Analytic Appliance Era
Then enters the era of analytic appliances. In the mid-1990′s I became involved in an effort to lead in-database analytics (powering further innovations in OLAP and Data Mining). With the vision of pushing the analysis of the data closer to the data itself, many followed suit and companies like Netezza, Greenplum, ParAccel, AsterData, Kickfire, Vertica, and others entered the market, addressing the need to provide rapid analysis of data volumes scaling into petabytes. The key words here are “rapid” (or real-time), “analysis” (or analytics), and “petabytes” (big data).
Why didn’t the incumbents like Teradata and Oracle sieze the opportunity here? Lots of reasons…politics, the inability to respond quickly to changing market dynamics, etc.
Big Data Era
A number of things led to the creation/adoption of the Hadoop/MapReduce framework – one of those including the need to have a frictionless data playground where data scientists could simple investigate…discover.
Given birth by the large-scale early adopters such as Google and Yahoo!, Hadoop /MR is now well-positioned to address the needs of medium and small-sized companies.
I argue that we will see the following evolution of Big Data technologies which originated from the large web-scale companies like Yahoo!, Linkedin, Twitter, and the like:
- Hardening of the Hadoop ecosystem
- Broad integration with existing toolsets (e.g. BI)
- Real-time enablement
- Further cloud-enablement
- Clear application use-cases / offerings across verticals
This is an obvious exaggeration to emphasize my point that we may see a shift of dollars to new emerging players. But more importantly, the pie will grow to include the creation of new data infrastructure market share for SMBs due to the innovations in the Big Data space.
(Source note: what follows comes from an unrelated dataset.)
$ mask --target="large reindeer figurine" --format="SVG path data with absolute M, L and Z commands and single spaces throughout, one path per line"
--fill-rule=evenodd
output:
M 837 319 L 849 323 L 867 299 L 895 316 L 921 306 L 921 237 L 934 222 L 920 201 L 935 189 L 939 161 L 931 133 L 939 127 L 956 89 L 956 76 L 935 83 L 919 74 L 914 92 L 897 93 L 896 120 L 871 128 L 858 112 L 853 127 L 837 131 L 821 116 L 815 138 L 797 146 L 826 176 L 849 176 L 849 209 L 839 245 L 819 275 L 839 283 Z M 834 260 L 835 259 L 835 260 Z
Companies like Teradata will benefit from new revenues from acquisitions like AsterData, and integration with Hadoop. Companies like Oracle will also benefit from integration with Hadoop.
However, the potentially larger opportunity will be for new startups who are not tied purely to the needs of the Fortune 3,000 and can quickly tap into the burgeoning market of smaller companies seeking data analytics solutions.
New players who can appreciate the needs of these smaller clients and leverage the product of Silicon Valley’s large web-scale companies (built on commodity hardware and open source software) will be able to capture a large, growing, untapped, data-driven market.
Just take a look at some of the events thus far:
- Teradata-Hortonworks Partnership to Accelerate Business Value from Big Data Technologies
- Oracle, Cloudera unveil Hadoop appliance
- IBM has InfoSphere BigInsights, BigSheets, and Streams as their Big Data offering
- HP pulls together Autonomy (algorithms) and Vertica (data warehousing/analytics) to address Big Data with their Idol server
- Dell has already partnered with Cloudera for their Hadoop solution (CDH 3)
- CISCO provides UCS servers, Nexus switches, and nexus fabric extenders for you to run your Hadoop distribution on top of. Again, hats off to Cloudera for the certification on UCS
- EMC continues to drive it’s Big Data strategy through it’s BI analytics platform with Greenplum and a Hadoop extension
…and then ask yourself this…do you hear the sucking sound? That’s the sound of data coming out of traditional data stores into Hadoop data stores. Yes, there will be some information coming from Hadoop back into Data Warehouses….but where’s the “single source of truth” or “entire view of the customer” going to be in the long run? Just take a look at the new Big Data Warehouse.